Temen nuevas fuentes de contagio de ántrax
AFP, AP
WASHINGTON.- Una mujer de Nueva York que se cree padece de ántrax se debatía el martes entre la vida y la muerte, lo que suscitó nuevas preocupaciones de que la enfermedad se esté propagando más allá de sus vinculaciones conocidas con el correo y los medios informativos.
La diseminación de esporas de ántrax continúa inexorable en Estados Unidos. Las interrogantes se multiplican para los investigadores y autoridades sanitarias luego de detectarse dos personas que podrían haber enfermado sin contacto aparente con correspondencia contaminada.
Esos dos casos llevaron a la policía federal y a los responsables de los centros de control y prevención de enfermedades (CDC) a ampliar el campo de investigación.
Las autoridades temen que las máquinas que clasifican automáticamente el correo puedan haber sido contaminadas durante el pasaje de cartas envenenadas, lo que multiplicaría enormemente los riesgos.
Hasta el momento ocho instituciones federales fueron contaminadas.
PRIMER CASO ÁNTRAX INHALATORIO EN NUEVA YORK
Un caso que intriga particularmente a los investigadores es el de la mujer de Nueva York, de 61 años, que contrariamente a la mayoría de las otras personas afectadas hasta el momento por la enfermedad, no es funcionaria postal.
La víctima, confirmada este martes como el primer caso de la forma respiratoria de ántrax en Nueva York, trabajaba en el subsuelo del Hospital de ojos, oído, nariz y garganta, un establecimiento de tratamiento diurno que no alberga enfermos.
Ella no estaba encargada de distribuir la correspondencia, pero su lugar de trabajo estaba cerca de la oficina que recibía el correo.
Las autoridades habían afirmado reiteradamente que la población no podría contraer la enfermedad sin estar directamente en contacto con cartas contaminadas.
Los cinco casos de la enfermedad ya registrados en Nueva York se habían declarado en su forma cutánea, entre empleados de cadenas de televisión o periódicos o allegados.

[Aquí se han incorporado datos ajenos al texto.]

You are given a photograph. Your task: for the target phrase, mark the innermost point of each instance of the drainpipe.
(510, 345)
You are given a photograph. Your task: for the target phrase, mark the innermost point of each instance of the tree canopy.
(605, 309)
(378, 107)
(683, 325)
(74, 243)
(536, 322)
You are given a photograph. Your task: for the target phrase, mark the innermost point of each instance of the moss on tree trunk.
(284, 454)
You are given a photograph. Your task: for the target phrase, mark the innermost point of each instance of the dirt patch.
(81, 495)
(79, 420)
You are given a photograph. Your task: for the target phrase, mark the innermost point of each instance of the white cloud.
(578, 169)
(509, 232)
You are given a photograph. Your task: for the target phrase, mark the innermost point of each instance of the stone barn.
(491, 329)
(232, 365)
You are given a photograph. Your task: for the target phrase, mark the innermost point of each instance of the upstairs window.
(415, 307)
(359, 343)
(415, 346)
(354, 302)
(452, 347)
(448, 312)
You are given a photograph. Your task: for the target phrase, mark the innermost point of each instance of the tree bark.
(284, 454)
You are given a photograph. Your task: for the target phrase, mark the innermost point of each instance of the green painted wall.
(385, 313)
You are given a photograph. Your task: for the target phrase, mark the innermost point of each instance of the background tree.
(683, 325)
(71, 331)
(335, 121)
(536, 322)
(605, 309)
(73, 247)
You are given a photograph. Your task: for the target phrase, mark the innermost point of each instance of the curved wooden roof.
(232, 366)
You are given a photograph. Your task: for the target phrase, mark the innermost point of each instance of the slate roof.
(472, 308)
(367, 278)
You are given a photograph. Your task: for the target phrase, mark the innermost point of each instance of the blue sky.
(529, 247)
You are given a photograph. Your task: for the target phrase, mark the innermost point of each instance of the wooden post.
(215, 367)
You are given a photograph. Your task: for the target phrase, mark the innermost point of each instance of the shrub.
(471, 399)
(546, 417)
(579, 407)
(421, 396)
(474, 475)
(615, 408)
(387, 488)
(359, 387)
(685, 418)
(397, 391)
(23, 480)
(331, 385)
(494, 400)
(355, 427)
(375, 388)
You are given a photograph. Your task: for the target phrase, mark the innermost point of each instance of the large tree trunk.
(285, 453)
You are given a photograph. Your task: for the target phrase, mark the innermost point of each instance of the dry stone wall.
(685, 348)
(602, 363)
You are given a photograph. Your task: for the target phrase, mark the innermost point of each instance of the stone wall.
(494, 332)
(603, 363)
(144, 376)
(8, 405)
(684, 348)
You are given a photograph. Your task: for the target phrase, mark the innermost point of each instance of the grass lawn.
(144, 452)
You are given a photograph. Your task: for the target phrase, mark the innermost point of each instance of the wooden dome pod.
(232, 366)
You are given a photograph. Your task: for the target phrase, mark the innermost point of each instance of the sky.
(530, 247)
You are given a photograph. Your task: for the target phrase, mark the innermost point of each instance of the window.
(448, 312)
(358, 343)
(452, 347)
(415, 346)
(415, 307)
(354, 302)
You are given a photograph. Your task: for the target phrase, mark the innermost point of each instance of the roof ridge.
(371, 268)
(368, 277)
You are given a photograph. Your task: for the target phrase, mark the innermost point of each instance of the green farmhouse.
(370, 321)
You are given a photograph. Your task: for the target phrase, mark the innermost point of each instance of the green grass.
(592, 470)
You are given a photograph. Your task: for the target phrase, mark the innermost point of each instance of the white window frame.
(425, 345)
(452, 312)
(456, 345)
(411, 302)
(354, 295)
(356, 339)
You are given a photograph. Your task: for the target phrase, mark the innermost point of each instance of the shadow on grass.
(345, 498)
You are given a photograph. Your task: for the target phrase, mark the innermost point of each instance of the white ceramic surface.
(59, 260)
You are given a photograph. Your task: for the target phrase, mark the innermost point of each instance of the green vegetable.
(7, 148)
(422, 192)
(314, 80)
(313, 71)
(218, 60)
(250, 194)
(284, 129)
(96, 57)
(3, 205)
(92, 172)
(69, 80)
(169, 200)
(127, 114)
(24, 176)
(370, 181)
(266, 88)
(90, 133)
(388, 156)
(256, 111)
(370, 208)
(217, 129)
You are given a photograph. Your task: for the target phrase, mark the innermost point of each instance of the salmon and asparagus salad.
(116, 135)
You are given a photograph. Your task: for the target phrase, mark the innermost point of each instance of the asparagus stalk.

Otro caso que deja perplejos a los científicos es el de otra mujer de 51 años, residente de Nueva Jersey, que tampoco tiene una relación directa con la distribución de correo y que sufre de la variedad cutánea de la enfermedad. Según las autoridades sanitarias, la infección podría haber sido provocada por correo contaminado, pero la víctima afirmó a los investigadores que no recuerda haber abierto un sobre sospechoso, ni en su casa ni en su oficina.
Es la primera vez que alguien que no es funcionario postal se contamina en Nueva Jersey. Las tres víctimas precedentes (dos de forma cutánea y una respiratoria) trabajaban en la distribución de correo.
OTROS EDIFICIOS DE CORREO CONTAMINADOS
Tres nuevos casos de contaminación fueron anunciados el martes: una oficina de clasificación postal de un servicio de investigación económica del Departamento de Agricultura y un centro postal de un barrio residencial, ambos en Washington, además de un centro postal de Dulles, cerca de la capital federal.
Nada parece poder detener esta expansión, que se inscribe en el marco difícil de un estado de alerta máxima, en vigor en todo el territorio estadounidense.
En la noche del lunes las autoridades hicieron públicas informaciones sobre una amenaza “creíble” de nuevos atentados antiestadounidenses, que provendrían de Ossama Bin Laden y su red Al-Qaeda, según el coordinador de la lucha antiterrorista de la Casa Blanca, Tom Ridge.
En lo relativo al ántrax, sin embargo, el director del FBI Robert Mueller afirmó la noche del lunes que no podía establecer un nexo entre la diseminación de esporas del bacilo y el origen de la amenaza.